Tlaxcala – postface (situation actuelle)

souscommandantmarcos.jpgJe viens de lire un bouquin écrit par le Sub (sous-commandant insurgé Marcos, signe-t-il), « Calendrier de la résistance » – Éditions « rue des Cascades » – mai 2007.

Il s’agit de 12 chapitres, correspondant à 12 mois, où il raconte ce qui se passe dans 12 états différents où les Zapatours et autres Caracols sont passés les années précédentes. A chaque état, Marcos commence à rappeler le passé lointain et indigène, puis dénonce les 3 chefs de l’État Fédéral mexicain ayant succédé à Salinas de Gortari. Il dénonce les divers gouverneurs et caciques dans chaque état et le sort qu’ils font subir au peuple indigène, aux plus pauvres de chez les pauvres…

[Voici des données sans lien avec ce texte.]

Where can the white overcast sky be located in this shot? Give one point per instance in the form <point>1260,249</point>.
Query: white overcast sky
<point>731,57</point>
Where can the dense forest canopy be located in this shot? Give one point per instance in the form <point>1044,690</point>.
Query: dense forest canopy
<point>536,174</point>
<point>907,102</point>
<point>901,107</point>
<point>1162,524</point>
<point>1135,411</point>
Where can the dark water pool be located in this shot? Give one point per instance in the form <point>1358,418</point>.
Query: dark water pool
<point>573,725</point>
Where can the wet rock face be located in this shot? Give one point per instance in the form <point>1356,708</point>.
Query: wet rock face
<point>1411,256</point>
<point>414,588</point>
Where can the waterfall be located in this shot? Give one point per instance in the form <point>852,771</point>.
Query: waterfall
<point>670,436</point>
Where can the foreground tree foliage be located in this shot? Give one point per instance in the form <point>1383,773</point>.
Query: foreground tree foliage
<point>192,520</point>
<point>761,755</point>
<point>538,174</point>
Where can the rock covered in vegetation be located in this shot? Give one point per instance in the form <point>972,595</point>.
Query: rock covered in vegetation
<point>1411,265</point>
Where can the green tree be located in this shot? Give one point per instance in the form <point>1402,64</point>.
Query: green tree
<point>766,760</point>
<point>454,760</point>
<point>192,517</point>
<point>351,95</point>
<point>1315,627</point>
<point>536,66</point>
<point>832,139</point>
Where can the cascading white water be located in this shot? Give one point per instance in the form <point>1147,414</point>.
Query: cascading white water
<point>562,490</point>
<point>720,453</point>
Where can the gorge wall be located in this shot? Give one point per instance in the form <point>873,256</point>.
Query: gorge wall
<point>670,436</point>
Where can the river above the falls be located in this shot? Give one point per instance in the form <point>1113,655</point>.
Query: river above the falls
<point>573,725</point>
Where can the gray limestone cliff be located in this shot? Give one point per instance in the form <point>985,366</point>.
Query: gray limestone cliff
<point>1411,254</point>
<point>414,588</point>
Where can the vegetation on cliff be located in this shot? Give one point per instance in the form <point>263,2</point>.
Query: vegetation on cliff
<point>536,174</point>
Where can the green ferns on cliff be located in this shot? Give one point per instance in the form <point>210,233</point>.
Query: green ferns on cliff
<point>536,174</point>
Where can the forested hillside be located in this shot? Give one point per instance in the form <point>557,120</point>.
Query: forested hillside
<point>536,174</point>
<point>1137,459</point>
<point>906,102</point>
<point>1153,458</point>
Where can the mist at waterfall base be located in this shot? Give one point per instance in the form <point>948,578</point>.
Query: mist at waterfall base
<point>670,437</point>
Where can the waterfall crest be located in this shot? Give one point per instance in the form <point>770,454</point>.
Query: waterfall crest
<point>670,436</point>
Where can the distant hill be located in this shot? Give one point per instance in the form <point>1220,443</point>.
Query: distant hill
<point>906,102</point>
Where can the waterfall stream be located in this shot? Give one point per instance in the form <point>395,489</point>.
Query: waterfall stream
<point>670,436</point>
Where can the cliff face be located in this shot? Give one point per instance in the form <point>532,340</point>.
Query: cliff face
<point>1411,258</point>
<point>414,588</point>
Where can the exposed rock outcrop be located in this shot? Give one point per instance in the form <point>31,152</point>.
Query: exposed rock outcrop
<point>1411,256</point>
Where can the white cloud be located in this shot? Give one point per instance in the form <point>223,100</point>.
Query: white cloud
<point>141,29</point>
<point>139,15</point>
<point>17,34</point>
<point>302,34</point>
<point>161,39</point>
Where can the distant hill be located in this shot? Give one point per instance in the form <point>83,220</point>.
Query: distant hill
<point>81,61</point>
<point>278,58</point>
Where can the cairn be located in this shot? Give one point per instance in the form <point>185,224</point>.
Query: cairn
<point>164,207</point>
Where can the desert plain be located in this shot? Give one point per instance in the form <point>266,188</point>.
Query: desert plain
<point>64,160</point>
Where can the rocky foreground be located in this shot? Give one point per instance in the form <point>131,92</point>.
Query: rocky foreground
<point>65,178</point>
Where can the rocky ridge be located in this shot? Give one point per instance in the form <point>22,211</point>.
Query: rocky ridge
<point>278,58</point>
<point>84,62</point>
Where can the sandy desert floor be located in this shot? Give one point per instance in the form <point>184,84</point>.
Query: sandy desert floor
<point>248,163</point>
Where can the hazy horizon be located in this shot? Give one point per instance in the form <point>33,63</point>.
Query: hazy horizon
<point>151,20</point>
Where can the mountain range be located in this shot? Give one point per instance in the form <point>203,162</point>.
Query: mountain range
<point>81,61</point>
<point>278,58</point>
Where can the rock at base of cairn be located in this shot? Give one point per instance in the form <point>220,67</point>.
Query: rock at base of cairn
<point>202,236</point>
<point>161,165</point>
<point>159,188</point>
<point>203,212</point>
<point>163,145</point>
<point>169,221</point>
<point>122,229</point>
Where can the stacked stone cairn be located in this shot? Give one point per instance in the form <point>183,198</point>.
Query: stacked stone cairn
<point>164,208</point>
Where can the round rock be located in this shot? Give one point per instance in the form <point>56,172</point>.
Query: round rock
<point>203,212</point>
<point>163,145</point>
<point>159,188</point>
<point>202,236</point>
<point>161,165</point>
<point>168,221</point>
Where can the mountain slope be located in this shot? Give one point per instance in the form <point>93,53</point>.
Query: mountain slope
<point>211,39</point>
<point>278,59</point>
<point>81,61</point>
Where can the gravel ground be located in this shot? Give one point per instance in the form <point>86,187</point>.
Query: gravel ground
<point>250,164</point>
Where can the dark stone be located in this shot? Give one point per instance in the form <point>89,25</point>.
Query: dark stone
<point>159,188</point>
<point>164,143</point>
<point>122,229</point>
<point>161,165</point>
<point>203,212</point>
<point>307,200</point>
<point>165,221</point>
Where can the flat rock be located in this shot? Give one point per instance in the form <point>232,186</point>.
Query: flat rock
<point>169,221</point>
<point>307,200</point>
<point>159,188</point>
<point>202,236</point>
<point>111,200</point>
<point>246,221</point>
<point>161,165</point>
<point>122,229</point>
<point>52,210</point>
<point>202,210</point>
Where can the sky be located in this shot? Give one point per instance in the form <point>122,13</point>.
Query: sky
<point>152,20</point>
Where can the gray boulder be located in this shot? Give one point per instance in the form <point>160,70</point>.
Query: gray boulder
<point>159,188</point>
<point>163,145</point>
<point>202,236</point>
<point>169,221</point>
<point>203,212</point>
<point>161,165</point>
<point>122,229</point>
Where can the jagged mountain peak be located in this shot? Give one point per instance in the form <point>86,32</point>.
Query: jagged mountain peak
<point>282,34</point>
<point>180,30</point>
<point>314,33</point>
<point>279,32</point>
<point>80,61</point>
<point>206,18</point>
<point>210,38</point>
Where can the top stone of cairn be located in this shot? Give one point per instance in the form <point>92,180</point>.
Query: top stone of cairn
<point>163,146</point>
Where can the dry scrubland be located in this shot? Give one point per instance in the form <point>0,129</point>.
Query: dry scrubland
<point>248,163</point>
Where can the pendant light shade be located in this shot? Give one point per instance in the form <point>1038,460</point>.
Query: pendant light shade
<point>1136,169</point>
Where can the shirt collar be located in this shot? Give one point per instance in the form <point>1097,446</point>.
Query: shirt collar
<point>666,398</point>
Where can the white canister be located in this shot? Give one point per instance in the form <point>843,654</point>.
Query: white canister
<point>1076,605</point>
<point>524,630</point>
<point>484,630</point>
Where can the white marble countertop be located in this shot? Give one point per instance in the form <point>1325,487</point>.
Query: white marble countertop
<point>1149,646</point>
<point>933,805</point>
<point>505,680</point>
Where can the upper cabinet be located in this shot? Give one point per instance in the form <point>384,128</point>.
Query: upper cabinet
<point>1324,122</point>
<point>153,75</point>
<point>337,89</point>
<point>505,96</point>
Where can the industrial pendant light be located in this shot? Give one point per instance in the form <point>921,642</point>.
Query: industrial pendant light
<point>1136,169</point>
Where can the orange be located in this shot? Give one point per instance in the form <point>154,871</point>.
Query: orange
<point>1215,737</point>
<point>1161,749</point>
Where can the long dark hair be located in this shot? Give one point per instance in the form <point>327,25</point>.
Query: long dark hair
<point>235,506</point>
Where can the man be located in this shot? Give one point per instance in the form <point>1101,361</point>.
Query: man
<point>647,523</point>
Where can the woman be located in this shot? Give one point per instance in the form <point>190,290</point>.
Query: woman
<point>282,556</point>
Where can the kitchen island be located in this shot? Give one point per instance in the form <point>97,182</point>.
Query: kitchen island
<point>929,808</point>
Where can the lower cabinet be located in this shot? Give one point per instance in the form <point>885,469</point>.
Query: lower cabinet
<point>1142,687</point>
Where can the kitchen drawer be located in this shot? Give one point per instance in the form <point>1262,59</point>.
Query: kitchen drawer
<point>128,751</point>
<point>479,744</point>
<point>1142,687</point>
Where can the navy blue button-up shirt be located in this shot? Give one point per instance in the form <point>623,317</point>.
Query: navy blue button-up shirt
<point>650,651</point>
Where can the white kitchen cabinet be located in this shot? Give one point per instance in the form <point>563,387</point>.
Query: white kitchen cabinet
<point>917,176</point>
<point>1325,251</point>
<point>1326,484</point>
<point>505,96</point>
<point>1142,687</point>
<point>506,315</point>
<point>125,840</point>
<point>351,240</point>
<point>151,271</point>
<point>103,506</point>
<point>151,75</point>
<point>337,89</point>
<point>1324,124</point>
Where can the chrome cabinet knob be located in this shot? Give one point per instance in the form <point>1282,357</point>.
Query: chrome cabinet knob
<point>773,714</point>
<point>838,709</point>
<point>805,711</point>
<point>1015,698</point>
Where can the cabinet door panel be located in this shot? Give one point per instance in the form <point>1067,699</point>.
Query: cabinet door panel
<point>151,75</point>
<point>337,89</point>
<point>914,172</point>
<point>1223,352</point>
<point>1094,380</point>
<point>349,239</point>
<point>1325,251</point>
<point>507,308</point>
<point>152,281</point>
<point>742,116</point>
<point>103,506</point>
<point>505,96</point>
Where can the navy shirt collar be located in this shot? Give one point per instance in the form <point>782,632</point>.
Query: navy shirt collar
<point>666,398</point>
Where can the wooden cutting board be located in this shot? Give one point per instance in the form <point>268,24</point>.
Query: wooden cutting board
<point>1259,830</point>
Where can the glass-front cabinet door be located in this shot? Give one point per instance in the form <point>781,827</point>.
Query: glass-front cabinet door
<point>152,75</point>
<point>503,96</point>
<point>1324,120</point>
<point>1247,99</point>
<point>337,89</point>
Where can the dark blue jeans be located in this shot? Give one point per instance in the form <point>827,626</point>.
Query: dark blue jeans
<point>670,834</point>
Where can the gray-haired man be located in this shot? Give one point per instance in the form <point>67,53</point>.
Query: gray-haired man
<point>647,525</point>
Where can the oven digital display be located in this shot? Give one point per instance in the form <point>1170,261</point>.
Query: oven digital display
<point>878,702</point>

Une fois de plus, ça risque d’être un peu long mais on voit les reculades, le non respect des accords de San Andrés (accords signés avec l’Etat mexicain pour la reconnaissance et le respect des peuples indigènes). Globalement, le Mexique est la succursale « drogue » et « main d’œuvre pas chère » des USA. Extraits :

***

Le Tlaxcala

« Selon les statistiques de l’INEGI, en 2000, cet état avait un peu moins d’un million d’habitants, dont près de 30 000 âgés de plus de cinq ans parlent une langue indigène. Sous le ciel du Tlaxcala, vivent des indigènes nahuas, otomis, hnahnus et totonaques.